The key point between these distinctions is that threat groups cannot really be defeated, deterred, or countered in the sense that we use these words typically as they are reflections or shadows of the underlying entity responsible for their operations. Looking at our Volt Typhoon cluster of actions, defenders and policymakers may be able to come up with mechanisms to block or otherwise mitigate against these activities—-but the entity behind these activities will simply shift methodologies to continue operations in ways that evade new defenses and similar mechanisms. The result is a constant sequence of coevolution between adversaries and defenders, with limitations in defender visibility making for the manifestation of multiple views of how specific adversaries “look” at any given time.
So long as PRC has a significant military and strategic interest in probing, compromising, and potentially staging capabilities within US critical infrastructure, Volt Typhoon-like activities will not cease. US authorities may succeed in neutralizing certain approaches to these goals over time (and in the case of Volt Typhoon operations, this success is highly debatable given available public and non-public information), but other forms and methods will emerge to replace them.

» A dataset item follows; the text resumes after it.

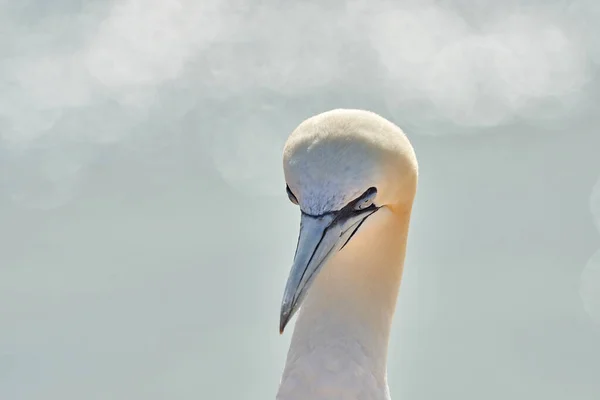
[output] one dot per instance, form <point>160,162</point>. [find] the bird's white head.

As such, premature declarations of victory and success must be appropriately couched to show that while some methods have been identified and countered, others exist and will be adopted by motivated threats. The “style” of operation represented by Volt Typhoon may be notionally defeated, but the entity behind these actions remains, and remains motivated to succeed in its mission. By acknowledging this, we can refocus attention from combatting symptoms (e.g., targeting specific Volt Typhoon documented tradecraft examples) to dealing with root causes (e.g., poorly segmented and too easily accessible industrial networks, lack of visibility in critical infrastructure environments, and similar). Only by shifting the discussion of defense from defending against particular threat actors to identifying and solving the mechanisms through which many (or all) threat actors operate will the overall problem—in this case, critical national infrastructure defense—be satisfied. Countering specific clusters of threat activity represents only so much “whack-a-mole” in nature in comparison, and claiming victory is not only premature but also nonsensical.